Will the LVD-142M dataset or data processing codes be released? #24

XiaohuJoshua · 2023-04-19T08:27:16Z

Thanks for the outstanding work. Do you have the plan to release the LVD-142M dataset or codes for data processing?

patricklabatut · 2023-04-19T22:47:32Z

Releasing LVD-142M is not something that we are considering releasing, I am afraid. Re: open-sourcing the data curation code, this could depend on feedback and interest from the community.

salonit77 · 2023-04-19T23:30:09Z

Would it be possible to share additional details regarding the deduplication part used in the data curation pipeline. Or how that can be done for a custom dataset.

XiaohuJoshua · 2023-04-20T02:06:24Z

Would it be possible to share additional details regarding the deduplication part used in the data curation pipeline. Or how that can be done for a custom dataset.

+1.

woctezuma · 2023-04-20T07:14:26Z

Would it be possible to share additional details regarding the deduplication part used in the data curation pipeline. Or how that can be done for a custom dataset.

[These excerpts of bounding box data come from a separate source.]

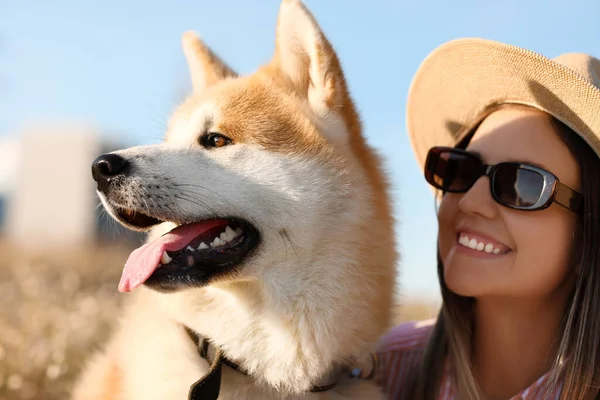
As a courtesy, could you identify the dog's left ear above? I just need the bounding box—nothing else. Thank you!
[181,31,237,92]
[273,0,350,133]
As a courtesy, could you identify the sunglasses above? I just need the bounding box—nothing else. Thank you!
[425,147,583,214]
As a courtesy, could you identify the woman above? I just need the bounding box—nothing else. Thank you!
[379,39,600,400]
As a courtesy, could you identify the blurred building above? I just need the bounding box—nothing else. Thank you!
[0,125,142,248]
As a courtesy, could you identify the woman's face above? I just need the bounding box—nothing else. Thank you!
[438,107,581,297]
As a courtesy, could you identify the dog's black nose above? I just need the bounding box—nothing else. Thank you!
[92,154,129,191]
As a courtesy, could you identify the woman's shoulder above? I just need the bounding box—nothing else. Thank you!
[378,319,436,354]
[377,319,436,398]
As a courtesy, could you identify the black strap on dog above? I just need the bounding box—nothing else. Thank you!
[184,326,379,400]
[185,327,223,400]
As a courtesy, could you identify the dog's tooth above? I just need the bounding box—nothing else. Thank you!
[219,232,233,243]
[160,251,173,264]
[225,225,238,240]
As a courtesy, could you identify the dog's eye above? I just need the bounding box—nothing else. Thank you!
[200,132,231,148]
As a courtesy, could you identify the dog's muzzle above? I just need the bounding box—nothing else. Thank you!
[92,153,130,192]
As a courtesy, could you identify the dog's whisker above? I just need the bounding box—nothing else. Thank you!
[174,193,216,214]
[170,183,218,194]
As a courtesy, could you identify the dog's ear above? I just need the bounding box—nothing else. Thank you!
[273,0,349,122]
[181,31,237,92]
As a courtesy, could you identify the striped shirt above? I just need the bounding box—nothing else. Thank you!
[379,319,560,400]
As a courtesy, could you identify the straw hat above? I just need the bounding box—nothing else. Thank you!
[406,39,600,168]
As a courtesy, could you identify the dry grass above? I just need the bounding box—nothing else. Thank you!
[0,239,440,400]
[0,241,129,400]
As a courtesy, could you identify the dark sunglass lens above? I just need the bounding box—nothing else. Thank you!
[425,150,481,192]
[493,164,544,208]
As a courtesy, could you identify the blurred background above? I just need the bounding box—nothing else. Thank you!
[0,0,600,400]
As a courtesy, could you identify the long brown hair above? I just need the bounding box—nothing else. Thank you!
[402,104,600,400]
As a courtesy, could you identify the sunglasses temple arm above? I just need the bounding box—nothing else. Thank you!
[554,182,583,214]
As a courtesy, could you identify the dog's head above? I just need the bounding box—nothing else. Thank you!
[92,0,395,388]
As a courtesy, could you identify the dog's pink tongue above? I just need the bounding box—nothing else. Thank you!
[119,220,227,292]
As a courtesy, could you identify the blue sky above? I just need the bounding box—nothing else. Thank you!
[0,0,600,299]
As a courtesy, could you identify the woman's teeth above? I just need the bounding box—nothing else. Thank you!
[458,234,500,254]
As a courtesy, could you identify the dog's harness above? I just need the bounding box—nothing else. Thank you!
[184,326,379,400]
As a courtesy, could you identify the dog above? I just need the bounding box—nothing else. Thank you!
[72,0,398,400]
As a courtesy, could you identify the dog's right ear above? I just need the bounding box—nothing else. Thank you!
[181,31,237,92]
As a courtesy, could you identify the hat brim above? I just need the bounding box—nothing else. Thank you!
[406,39,600,173]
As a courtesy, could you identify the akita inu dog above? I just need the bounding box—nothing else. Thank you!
[73,0,397,400]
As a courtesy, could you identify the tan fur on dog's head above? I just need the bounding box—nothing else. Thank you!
[78,0,396,393]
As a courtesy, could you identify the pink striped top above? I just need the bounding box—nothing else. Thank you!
[379,319,560,400]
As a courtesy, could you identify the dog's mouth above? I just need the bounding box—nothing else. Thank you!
[119,217,260,292]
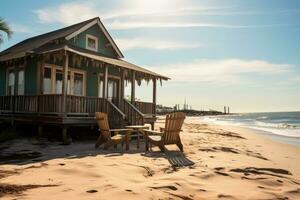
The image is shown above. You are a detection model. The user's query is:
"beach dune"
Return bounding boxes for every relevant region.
[0,118,300,200]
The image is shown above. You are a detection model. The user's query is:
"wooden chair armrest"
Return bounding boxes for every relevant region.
[144,130,163,135]
[110,128,132,132]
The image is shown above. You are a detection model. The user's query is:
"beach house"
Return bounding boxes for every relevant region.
[0,17,169,142]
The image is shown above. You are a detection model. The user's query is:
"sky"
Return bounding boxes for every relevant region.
[0,0,300,112]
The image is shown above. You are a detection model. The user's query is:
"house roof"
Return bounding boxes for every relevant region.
[35,44,170,80]
[0,17,169,80]
[0,17,124,61]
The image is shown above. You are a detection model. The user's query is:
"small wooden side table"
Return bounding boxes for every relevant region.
[126,125,149,148]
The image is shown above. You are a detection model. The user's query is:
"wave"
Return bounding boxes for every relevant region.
[201,116,300,138]
[255,121,300,129]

It is probably something simple like idealo/imagededup.
Edit: the procedure is applied to embeddings as shown on Figure 3 rather than images, so it is a bit more complex.

In Figure 3, you can see that duplicates include:

an image which is identical to one of the curated dataset,
another image which has a different ratio but is otherwise nearly identical to another one of the uncurated dataset.

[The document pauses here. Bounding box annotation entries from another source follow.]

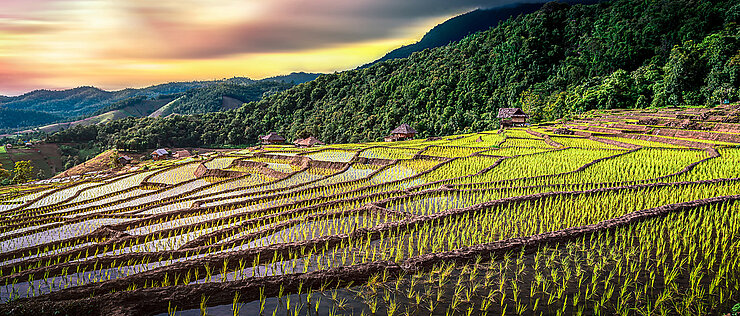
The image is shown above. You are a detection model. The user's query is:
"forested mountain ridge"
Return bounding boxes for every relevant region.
[50,0,740,149]
[360,3,556,68]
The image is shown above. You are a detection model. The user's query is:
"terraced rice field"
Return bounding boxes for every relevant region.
[0,122,740,315]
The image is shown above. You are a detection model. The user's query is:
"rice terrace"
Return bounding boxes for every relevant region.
[0,104,740,315]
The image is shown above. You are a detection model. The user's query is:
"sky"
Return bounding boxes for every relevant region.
[0,0,511,95]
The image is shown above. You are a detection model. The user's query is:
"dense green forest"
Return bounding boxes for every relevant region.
[49,0,740,149]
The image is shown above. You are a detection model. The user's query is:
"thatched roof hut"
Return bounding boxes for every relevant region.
[260,132,285,145]
[498,108,529,126]
[385,123,416,142]
[294,136,325,147]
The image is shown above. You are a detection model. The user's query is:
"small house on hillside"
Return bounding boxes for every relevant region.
[498,108,529,127]
[118,156,133,166]
[385,123,416,142]
[152,148,170,160]
[260,132,285,145]
[173,150,192,158]
[293,136,325,147]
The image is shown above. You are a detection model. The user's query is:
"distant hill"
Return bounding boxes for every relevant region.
[148,80,293,117]
[0,73,304,132]
[49,0,740,149]
[9,81,293,133]
[360,0,598,68]
[0,108,62,128]
[262,72,322,84]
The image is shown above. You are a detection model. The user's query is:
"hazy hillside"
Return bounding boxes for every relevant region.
[152,81,293,117]
[52,0,740,148]
[0,108,62,130]
[0,73,306,131]
[263,72,322,84]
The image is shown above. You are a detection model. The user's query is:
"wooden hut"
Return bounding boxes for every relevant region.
[293,136,325,147]
[498,108,529,127]
[385,123,416,142]
[174,150,192,158]
[118,155,134,166]
[152,148,170,160]
[260,132,285,145]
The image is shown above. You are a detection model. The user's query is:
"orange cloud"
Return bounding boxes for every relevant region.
[0,0,502,94]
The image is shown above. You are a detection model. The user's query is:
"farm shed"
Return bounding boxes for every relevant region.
[293,136,325,147]
[152,148,170,160]
[118,156,133,165]
[260,132,285,145]
[385,123,416,142]
[498,108,529,127]
[174,150,192,158]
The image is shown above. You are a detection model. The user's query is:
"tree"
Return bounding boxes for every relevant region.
[13,160,36,184]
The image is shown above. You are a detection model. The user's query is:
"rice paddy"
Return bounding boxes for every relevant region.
[0,117,740,315]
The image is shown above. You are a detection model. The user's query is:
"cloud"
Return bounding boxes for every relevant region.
[94,0,520,59]
[0,60,50,96]
[0,0,532,94]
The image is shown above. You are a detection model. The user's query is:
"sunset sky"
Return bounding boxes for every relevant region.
[0,0,511,95]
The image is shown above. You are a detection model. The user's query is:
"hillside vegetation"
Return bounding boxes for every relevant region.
[51,0,740,149]
[0,73,312,132]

Edit: You can find more information in the paper. It is a bit more complex as it is done on the embeddings.
However, I believe a method using image hashes is also used in a first deduplication process, as "PCA hash" is mentioned. 🤔

XiaohuJoshua · 2023-04-20T09:32:35Z

Thanks for your reply.

salonit77 · 2023-04-20T18:21:06Z

@woctezuma Thank you for the reply.. I was able to follow the A3 section and get some deduplication results

FrancescoSaverioZuppichini · 2023-04-21T13:13:24Z

@salonit77 hi :) could you share the code?

patricklabatut · 2023-04-24T22:18:01Z

Using #56 instead to keep track of requests about data curation code. Also happy to provide clarifications on the procedure.

yyyyyyfs · 2023-06-28T06:25:44Z

depend

Thanks for your reply! I have a question about the deduplication method SSCD mentioned in your paper. I would like to confirm that SSCD is only used to extract embedding？ Then use the Faiss library to calculate the similarity between embeddings？

yyyyyyfs · 2023-06-28T07:07:49Z

Would it be possible to share additional details regarding the deduplication part used in the data curation pipeline. Or how that can be done for a custom dataset.

It is probably something simple like idealo/imagededup. Edit: the procedure is applied to embeddings as shown on Figure 3 rather than images, so it is a bit more complex.

In Figure 3, you can see that duplicates include:

an image which is identical to one of the curated dataset,

another image which has a different ratio but is otherwise nearly identical to another one of the uncurated dataset.

Edit: You can find more information in the paper. It is a bit more complex as it is done on the embeddings. However, I believe a method using image hashes is also used in a first deduplication process, as "PCA hash" is mentioned. 🤔

Thanks for your reply~
About implementation details，I still have some questions。If I have 5B images，but I only have few gpus，how can I do this work？ Reading a large amount of data into memory simultaneously is also a serious problem. Do you have any good suggestions?

forever208 · 2024-02-20T01:54:05Z

Releasing LVD-142M is not something that we are considering releasing, I am afraid. Re: open-sourcing the data curation code, this could depend on feedback and interest from the community.

So, the editor said something non-existing in OpenReview :D
https://openreview.net/forum?id=a68SUt6zFt

dvikdvik · 2024-02-21T22:19:41Z

soo,, release it!! 🥇

rfan-debug · 2024-05-31T19:49:02Z

Would it be possible to share additional details regarding the deduplication part used in the data curation pipeline. Or how that can be done for a custom dataset.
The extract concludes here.